Asal Usul Karinding Alat Musik Tradisional Sunda

Asal Usul Karinding Alat Musik Tradisional Sunda  Asal Usul Karinding Alat Musik Tradisional Sunda
Jaman dahulu karinding dimainkan secara sendiri ditempat sepi 


Asal Usul Karinding
Karinding yakni salahsatu alat musik tradisional yang dibunyikan dengan cara dipukul dengan memanfaatkan jari telunjuk atau jari tengah serta verbal sebagai wadah gemanya (resonator).

Alat musik Karinding diketahui pula didaerah-tempat lain seperti di Jawa Tengah, karinding disebut dengan Rinding, di Bali disebut Genggong, di Sumba (NTT) disebut Dunga, Druri di Nias (Sumut) Vicon di Irian Jaya (Papua). Sedangkan dalam perumpamaan aneh (Inggris) waditra ini disebut dengan Jew’s harp (kecapi ekspresi).

Jaman dahulu Karinding dimainkan secara sendiri ditempat-tempat yang sepi oleh pria atau perempuan untuk menghibur diri. Misalnya oleh pengembala kerbau dll.

Karinding merupakan suatu alat musik yang mempunyai peranan penting dikalangan masyarakat tertentu, khususnya dikalangan kaula muda, sebagai media komunikasi saat mereka berkunjung kerumah salah seorang gadis yang diidamkannya.

Dirumah si gadis inilah mereka memainkan Karinding dengan maksud untuk menarik perhatian si-gadis tersebut. Jika si gadis tertarik dengan bunyi Karinding itu, diperlukan mampu mencintai si pemainnya. karinding ini biasanya dibentuk dari bahan sembilu bambu atau dari pelepah dahan nira/enau yang berupa empat persegi panjang.


Fungsi dan kegunaan Karinding dalam penyajiannya adalah sebagai pembawa alur lagu/melodi.
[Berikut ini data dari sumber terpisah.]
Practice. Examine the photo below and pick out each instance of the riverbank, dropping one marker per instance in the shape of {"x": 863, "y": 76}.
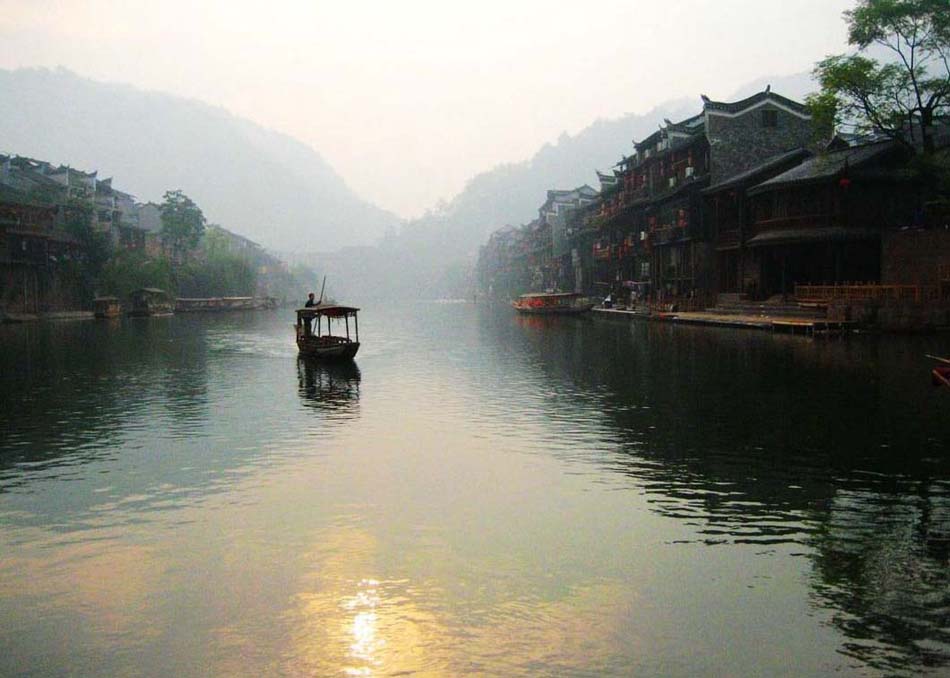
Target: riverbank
{"x": 808, "y": 326}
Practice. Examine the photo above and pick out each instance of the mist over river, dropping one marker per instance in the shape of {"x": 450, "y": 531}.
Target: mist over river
{"x": 480, "y": 493}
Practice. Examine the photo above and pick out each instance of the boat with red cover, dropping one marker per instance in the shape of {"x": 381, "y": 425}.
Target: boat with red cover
{"x": 315, "y": 337}
{"x": 940, "y": 375}
{"x": 552, "y": 303}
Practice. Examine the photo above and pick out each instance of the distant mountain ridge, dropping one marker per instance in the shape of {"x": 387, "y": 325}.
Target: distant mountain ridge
{"x": 433, "y": 254}
{"x": 257, "y": 182}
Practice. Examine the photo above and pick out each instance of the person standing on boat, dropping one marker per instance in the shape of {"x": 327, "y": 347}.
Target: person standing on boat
{"x": 308, "y": 321}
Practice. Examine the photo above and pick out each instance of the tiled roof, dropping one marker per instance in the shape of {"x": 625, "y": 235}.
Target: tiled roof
{"x": 748, "y": 102}
{"x": 772, "y": 163}
{"x": 827, "y": 165}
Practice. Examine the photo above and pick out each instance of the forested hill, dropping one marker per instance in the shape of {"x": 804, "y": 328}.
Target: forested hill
{"x": 259, "y": 183}
{"x": 512, "y": 193}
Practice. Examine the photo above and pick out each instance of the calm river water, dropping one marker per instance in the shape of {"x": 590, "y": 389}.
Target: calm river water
{"x": 480, "y": 494}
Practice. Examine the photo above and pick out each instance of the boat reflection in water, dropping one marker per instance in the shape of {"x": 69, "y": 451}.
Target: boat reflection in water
{"x": 330, "y": 387}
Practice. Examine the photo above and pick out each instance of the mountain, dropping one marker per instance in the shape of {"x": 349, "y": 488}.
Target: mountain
{"x": 259, "y": 183}
{"x": 432, "y": 256}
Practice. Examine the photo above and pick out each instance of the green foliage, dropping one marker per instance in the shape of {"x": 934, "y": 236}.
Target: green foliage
{"x": 183, "y": 223}
{"x": 131, "y": 270}
{"x": 894, "y": 96}
{"x": 825, "y": 118}
{"x": 96, "y": 248}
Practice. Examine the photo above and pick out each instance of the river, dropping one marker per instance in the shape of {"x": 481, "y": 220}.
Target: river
{"x": 480, "y": 494}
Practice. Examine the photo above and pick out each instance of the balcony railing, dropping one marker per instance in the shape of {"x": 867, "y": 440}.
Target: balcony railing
{"x": 665, "y": 234}
{"x": 867, "y": 292}
{"x": 727, "y": 239}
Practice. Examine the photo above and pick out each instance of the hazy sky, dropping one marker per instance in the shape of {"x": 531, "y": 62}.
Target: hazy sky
{"x": 408, "y": 99}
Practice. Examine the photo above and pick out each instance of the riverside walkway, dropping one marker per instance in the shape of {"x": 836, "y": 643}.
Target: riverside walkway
{"x": 754, "y": 321}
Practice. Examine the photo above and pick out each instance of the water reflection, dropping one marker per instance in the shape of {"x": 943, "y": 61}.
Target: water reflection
{"x": 333, "y": 388}
{"x": 500, "y": 495}
{"x": 832, "y": 451}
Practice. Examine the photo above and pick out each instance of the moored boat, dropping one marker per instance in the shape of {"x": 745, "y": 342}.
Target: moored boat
{"x": 552, "y": 303}
{"x": 313, "y": 342}
{"x": 107, "y": 307}
{"x": 151, "y": 301}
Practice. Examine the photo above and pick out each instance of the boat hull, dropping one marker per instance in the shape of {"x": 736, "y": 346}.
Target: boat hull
{"x": 312, "y": 347}
{"x": 552, "y": 310}
{"x": 940, "y": 376}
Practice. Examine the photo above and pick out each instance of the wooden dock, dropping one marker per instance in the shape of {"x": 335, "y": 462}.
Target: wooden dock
{"x": 812, "y": 327}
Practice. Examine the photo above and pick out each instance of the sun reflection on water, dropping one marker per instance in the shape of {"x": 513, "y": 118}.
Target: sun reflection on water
{"x": 366, "y": 640}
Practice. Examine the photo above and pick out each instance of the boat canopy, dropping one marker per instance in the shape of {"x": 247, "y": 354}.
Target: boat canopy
{"x": 327, "y": 311}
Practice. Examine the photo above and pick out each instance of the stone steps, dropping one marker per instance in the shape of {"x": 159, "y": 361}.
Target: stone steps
{"x": 769, "y": 310}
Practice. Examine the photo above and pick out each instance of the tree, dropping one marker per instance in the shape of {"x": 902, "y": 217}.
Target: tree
{"x": 901, "y": 97}
{"x": 183, "y": 223}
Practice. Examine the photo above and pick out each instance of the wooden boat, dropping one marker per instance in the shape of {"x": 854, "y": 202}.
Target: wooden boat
{"x": 151, "y": 301}
{"x": 940, "y": 375}
{"x": 107, "y": 307}
{"x": 313, "y": 342}
{"x": 195, "y": 304}
{"x": 552, "y": 303}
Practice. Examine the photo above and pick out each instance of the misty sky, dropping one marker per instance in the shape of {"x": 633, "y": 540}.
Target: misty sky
{"x": 408, "y": 99}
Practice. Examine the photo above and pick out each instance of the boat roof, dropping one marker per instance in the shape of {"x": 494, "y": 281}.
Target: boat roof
{"x": 331, "y": 310}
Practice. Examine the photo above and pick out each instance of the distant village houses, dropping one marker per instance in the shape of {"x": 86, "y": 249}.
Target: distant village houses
{"x": 737, "y": 203}
{"x": 40, "y": 255}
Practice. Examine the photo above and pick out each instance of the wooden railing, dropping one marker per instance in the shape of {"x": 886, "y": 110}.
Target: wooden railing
{"x": 867, "y": 292}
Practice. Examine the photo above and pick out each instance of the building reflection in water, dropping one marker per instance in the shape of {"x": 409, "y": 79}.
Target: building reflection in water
{"x": 333, "y": 388}
{"x": 854, "y": 489}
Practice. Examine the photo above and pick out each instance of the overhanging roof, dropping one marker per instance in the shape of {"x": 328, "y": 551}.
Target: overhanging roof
{"x": 791, "y": 236}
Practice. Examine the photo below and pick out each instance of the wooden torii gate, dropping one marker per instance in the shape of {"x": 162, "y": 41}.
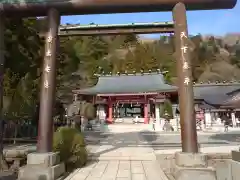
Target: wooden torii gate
{"x": 53, "y": 9}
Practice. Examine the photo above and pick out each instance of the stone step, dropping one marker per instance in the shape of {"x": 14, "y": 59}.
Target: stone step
{"x": 126, "y": 158}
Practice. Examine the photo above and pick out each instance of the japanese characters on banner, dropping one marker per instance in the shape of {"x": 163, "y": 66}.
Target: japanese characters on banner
{"x": 47, "y": 67}
{"x": 184, "y": 50}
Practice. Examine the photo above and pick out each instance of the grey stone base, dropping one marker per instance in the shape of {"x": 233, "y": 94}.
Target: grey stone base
{"x": 42, "y": 166}
{"x": 189, "y": 166}
{"x": 235, "y": 169}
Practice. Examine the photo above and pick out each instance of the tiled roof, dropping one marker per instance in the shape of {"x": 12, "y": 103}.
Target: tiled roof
{"x": 123, "y": 84}
{"x": 215, "y": 94}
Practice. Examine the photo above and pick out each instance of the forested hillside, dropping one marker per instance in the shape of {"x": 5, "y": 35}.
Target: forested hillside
{"x": 213, "y": 59}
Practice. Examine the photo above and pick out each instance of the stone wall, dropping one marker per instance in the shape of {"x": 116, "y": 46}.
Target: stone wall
{"x": 167, "y": 162}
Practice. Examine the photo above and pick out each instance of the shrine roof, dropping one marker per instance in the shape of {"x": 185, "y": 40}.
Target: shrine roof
{"x": 215, "y": 94}
{"x": 129, "y": 84}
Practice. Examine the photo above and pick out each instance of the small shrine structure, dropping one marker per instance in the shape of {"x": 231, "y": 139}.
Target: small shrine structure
{"x": 130, "y": 95}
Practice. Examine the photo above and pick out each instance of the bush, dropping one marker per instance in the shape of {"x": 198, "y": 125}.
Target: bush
{"x": 69, "y": 142}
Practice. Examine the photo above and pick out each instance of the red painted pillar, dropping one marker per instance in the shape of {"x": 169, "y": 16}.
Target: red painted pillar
{"x": 145, "y": 113}
{"x": 110, "y": 120}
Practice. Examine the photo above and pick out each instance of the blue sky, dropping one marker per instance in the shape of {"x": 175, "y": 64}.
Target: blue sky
{"x": 217, "y": 22}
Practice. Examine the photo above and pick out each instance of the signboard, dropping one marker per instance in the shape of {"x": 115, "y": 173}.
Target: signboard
{"x": 72, "y": 7}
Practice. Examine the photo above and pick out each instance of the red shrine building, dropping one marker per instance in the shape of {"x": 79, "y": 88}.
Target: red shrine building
{"x": 129, "y": 96}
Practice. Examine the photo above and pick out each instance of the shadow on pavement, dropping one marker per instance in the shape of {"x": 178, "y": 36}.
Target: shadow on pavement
{"x": 230, "y": 136}
{"x": 141, "y": 139}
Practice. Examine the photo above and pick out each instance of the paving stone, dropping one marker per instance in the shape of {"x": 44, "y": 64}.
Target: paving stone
{"x": 137, "y": 170}
{"x": 139, "y": 177}
{"x": 152, "y": 170}
{"x": 123, "y": 173}
{"x": 111, "y": 171}
{"x": 124, "y": 165}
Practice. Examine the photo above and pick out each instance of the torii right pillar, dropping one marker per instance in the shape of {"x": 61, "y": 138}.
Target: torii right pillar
{"x": 190, "y": 164}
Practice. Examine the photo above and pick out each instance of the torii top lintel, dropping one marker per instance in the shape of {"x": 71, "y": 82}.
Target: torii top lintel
{"x": 72, "y": 7}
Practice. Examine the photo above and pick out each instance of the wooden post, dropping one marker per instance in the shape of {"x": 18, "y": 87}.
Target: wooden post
{"x": 110, "y": 111}
{"x": 48, "y": 86}
{"x": 184, "y": 70}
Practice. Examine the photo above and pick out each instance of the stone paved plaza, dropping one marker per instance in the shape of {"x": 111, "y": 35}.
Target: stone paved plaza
{"x": 129, "y": 152}
{"x": 119, "y": 170}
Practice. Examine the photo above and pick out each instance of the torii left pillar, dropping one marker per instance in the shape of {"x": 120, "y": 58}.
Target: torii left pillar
{"x": 44, "y": 164}
{"x": 189, "y": 163}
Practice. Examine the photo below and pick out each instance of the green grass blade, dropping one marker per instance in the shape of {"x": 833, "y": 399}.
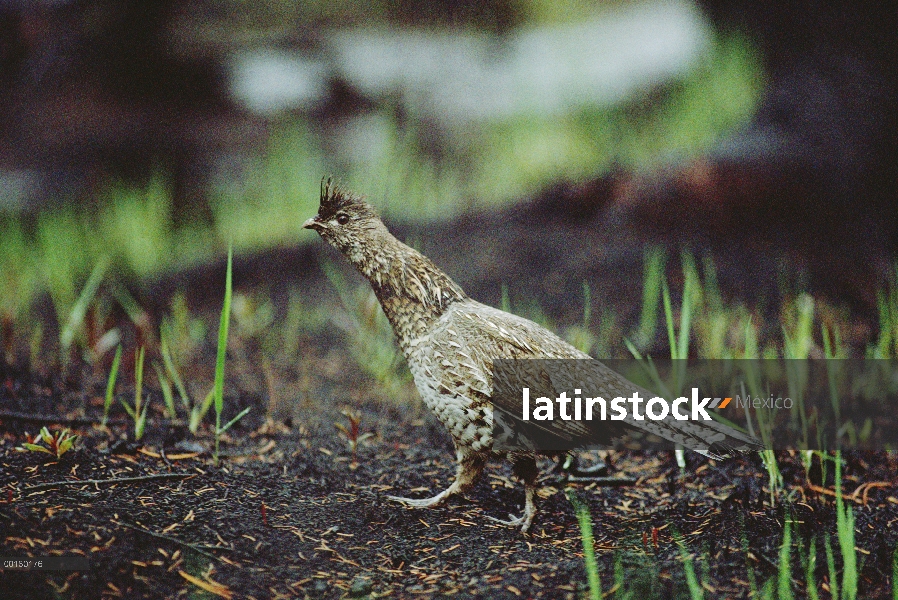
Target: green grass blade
{"x": 167, "y": 396}
{"x": 695, "y": 589}
{"x": 584, "y": 519}
{"x": 784, "y": 579}
{"x": 224, "y": 323}
{"x": 79, "y": 309}
{"x": 173, "y": 372}
{"x": 831, "y": 569}
{"x": 242, "y": 414}
{"x": 218, "y": 389}
{"x": 110, "y": 384}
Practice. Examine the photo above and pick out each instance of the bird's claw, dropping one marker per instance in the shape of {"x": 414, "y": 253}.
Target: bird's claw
{"x": 524, "y": 521}
{"x": 418, "y": 502}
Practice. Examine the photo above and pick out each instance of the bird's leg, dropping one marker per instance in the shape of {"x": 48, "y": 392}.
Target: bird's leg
{"x": 470, "y": 465}
{"x": 524, "y": 467}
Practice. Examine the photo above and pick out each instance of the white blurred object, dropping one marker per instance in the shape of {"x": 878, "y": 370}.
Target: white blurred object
{"x": 548, "y": 70}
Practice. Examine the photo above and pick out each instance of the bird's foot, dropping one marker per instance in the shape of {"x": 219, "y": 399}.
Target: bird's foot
{"x": 525, "y": 520}
{"x": 421, "y": 502}
{"x": 570, "y": 466}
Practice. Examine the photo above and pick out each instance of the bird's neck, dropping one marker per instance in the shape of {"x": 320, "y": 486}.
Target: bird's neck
{"x": 412, "y": 291}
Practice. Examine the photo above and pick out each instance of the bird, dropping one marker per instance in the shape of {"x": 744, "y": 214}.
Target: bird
{"x": 452, "y": 343}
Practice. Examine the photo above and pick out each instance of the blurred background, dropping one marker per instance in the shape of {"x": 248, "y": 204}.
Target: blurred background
{"x": 153, "y": 132}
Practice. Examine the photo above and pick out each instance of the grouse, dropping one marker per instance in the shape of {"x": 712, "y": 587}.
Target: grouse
{"x": 451, "y": 342}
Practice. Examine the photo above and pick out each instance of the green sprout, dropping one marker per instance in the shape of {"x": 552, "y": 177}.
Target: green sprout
{"x": 110, "y": 385}
{"x": 218, "y": 389}
{"x": 139, "y": 411}
{"x": 57, "y": 443}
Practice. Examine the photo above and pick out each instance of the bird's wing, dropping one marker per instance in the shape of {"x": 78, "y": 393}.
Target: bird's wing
{"x": 480, "y": 334}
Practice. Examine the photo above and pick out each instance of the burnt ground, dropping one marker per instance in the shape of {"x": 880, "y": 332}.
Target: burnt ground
{"x": 292, "y": 511}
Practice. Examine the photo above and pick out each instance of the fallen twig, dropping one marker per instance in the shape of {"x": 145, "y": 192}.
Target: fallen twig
{"x": 52, "y": 484}
{"x": 11, "y": 415}
{"x": 169, "y": 538}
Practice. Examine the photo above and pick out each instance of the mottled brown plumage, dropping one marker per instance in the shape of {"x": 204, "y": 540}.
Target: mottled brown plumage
{"x": 451, "y": 341}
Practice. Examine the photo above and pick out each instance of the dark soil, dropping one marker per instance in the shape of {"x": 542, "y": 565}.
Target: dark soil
{"x": 292, "y": 511}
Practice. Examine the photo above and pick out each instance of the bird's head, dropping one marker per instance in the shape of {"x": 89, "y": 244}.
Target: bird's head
{"x": 346, "y": 222}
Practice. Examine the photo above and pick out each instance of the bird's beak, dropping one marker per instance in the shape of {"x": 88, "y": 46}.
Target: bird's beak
{"x": 313, "y": 223}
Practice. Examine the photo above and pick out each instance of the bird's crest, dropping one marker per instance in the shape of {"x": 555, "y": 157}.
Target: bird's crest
{"x": 334, "y": 197}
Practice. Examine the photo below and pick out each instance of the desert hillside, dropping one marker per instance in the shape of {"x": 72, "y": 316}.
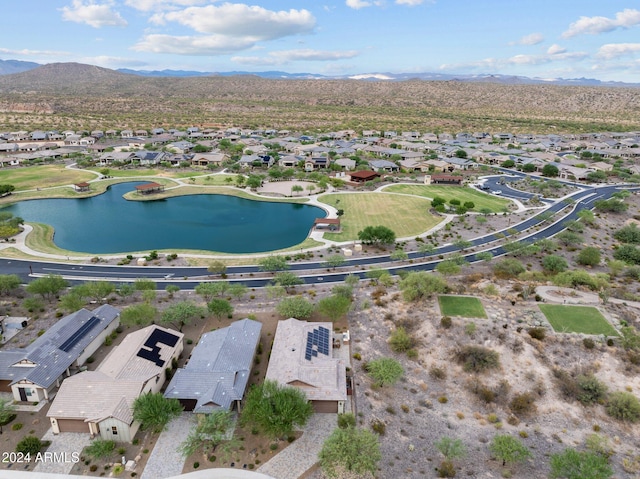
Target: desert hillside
{"x": 83, "y": 96}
Cara membunyikan : Karinding didekatkan pada mulut, lalu dipukul dengan jari telunjuk, sedangkan rongga lisan menolong volume udara untuk mengendalikan nada-nada lagu yang dibawakannya.

Selain Karinding ada juga alat musik lain yang hampir sejenis, alat musik ini disebut Keprak yang dibuat dari materi bambu juga.

Perbedaan memainkan Keprak dengan Karinding ialah : Keprak dibunyikan dengan cara dipukul-pukulkan pada telapak tangan.

Cara pengerjaan Karinding :
adalah dengan cara memangkas sembilu bambu atau pelepah daun enau dengan ukuran tertentu. Setelah bahan tersebut dipotong lalu diraut untuk menciptakan lubang-lubang ditengah permukaan, serta lidah- pengecap yang berfungsi sebagai sumber bunyi.
Sumber: Waditra Mengenal Alat-Alat Kesenian Daerah Jawa Barat thn 1994 Oleh: Drs. Ubun Kubarsah R.